Despite almost succumbing to the plague, Byzantine
emperor Justinian I (reigned 527-565) attempted
to resurrect the might of the Roman Empire by expanding into Arabia. The
Arabian Peninsula had a long coastline for merchant ships and an area of lush
vegetation known as the Fertile Crescent which could help fund his
expansion into Europe and North Africa. The drive into Persian
territory would also put an end to tribute payments to the Sasanians, which
resulted in an agreement to give 11,000 lb (5,000 kg) of tribute to
the Persians annually in exchange for a ceasefire.

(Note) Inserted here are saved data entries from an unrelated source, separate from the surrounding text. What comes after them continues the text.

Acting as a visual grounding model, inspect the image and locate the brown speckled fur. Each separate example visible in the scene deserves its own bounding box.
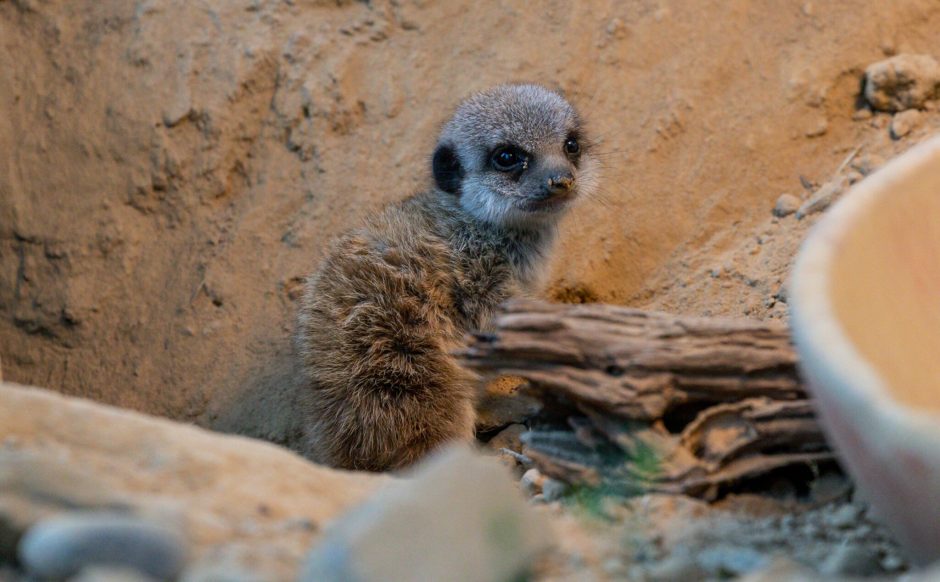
[295,85,598,471]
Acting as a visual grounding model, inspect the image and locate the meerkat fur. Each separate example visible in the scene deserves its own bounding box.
[295,84,599,471]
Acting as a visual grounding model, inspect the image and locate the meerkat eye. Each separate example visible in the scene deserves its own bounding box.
[491,146,527,172]
[564,137,581,157]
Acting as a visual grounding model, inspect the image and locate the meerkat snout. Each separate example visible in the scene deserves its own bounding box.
[296,84,597,472]
[545,172,574,194]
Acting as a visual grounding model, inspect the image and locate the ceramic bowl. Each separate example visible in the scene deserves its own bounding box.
[790,135,940,566]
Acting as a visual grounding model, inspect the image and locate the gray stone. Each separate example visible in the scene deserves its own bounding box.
[864,54,940,112]
[18,512,186,580]
[71,566,158,582]
[738,559,817,582]
[640,546,704,582]
[300,445,553,582]
[819,542,881,577]
[826,504,862,529]
[697,544,770,576]
[881,552,905,572]
[540,478,568,503]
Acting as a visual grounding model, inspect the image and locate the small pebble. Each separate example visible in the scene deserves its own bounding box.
[606,17,627,38]
[881,553,905,571]
[641,547,703,582]
[18,513,186,581]
[697,544,770,576]
[820,542,882,576]
[805,118,828,137]
[520,468,544,497]
[70,566,158,582]
[826,504,862,529]
[890,109,922,139]
[801,523,821,538]
[541,478,568,502]
[773,194,801,217]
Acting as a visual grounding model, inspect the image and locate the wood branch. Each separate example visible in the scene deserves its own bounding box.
[462,299,803,419]
[461,300,834,500]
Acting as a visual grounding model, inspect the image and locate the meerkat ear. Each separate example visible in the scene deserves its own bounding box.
[432,143,463,195]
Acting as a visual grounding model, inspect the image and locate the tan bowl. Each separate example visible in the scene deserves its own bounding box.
[790,135,940,566]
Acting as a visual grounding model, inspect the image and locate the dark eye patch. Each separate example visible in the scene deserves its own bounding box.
[432,144,463,195]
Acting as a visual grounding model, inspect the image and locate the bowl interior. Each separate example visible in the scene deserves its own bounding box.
[829,152,940,412]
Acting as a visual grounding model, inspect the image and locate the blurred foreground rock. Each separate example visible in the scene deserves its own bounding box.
[0,383,383,580]
[302,445,553,582]
[18,513,186,580]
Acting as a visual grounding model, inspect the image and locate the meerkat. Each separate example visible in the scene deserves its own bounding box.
[295,84,599,471]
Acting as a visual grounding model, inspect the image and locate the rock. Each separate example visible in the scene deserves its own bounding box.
[738,558,817,582]
[606,17,627,38]
[541,478,568,502]
[881,552,905,572]
[639,546,704,582]
[300,445,553,582]
[890,109,922,139]
[820,542,882,577]
[19,513,186,580]
[70,566,159,582]
[825,504,862,529]
[0,383,384,581]
[0,453,129,565]
[773,194,801,217]
[864,54,940,112]
[697,544,770,577]
[804,118,828,137]
[520,468,545,497]
[796,178,847,219]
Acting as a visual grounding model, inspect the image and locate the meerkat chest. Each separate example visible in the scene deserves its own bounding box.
[447,231,550,332]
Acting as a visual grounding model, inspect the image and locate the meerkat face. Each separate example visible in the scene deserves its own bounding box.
[432,84,599,229]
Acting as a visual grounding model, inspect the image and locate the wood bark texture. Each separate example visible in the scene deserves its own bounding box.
[460,300,835,500]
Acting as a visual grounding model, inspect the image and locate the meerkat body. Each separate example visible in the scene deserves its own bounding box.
[296,85,597,471]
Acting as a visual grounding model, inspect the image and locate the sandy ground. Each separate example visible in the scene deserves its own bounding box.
[2,0,940,578]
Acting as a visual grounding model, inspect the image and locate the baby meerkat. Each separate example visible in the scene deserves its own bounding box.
[296,84,598,471]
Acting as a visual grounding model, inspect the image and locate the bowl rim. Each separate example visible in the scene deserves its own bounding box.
[789,134,940,440]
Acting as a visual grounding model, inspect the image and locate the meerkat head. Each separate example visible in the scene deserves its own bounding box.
[432,84,598,230]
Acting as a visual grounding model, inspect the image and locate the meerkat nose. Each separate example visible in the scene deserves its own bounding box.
[546,172,575,195]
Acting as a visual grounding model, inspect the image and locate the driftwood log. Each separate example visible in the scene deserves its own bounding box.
[459,300,835,500]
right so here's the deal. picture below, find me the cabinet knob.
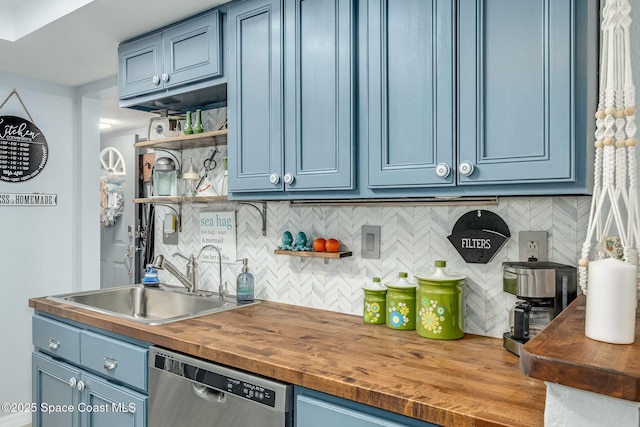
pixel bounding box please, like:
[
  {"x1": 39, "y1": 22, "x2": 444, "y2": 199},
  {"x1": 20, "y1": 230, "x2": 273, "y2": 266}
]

However, Justinian could not afford further losses
in Arabia. The Byzantines and the Sasanians sponsored powerful nomadic
mercenaries from the desert with enough power to trump the possibility of
aggression in Arabia. Justinian viewed his mercenaries as so valued for
preventing conflict that he awarded their chief with the titles of
patrician, phylarch, and king – the highest
honors that he could bestow on anyone. By the late 6th century, an uneasy peace
remained until disagreements erupted between the mercenaries and their patron
empires.
The Byzantines' ally was a Christian Arabic tribe
from the frontiers of the desert known as the Ghassanids. The Sasanians'
ally; the Lakhmids, were also Christian Arabs, but
from what is now Iraq. However, denominational disagreements about God forced a schism in the
alliances. The Byzantines' official religion was Orthodox Christianity, which believed that Jesus Christ and God were two natures
within one entity. The Ghassanids, as Monophysite Christians from Iraq, believed that
God and Jesus Christ were only one nature. This disagreement proved irreconcilable and
resulted in a permanent break in the alliance.
Meanwhile, the Sassanid Empire
broke its alliance with the Lakhmids due to false accusations that the
Lakhmids' leader had committed treason; the Sasanians annexed the Lakhmid
kingdom in 602. The fertile lands and important trade routes
of Iraq were now open ground for upheaval.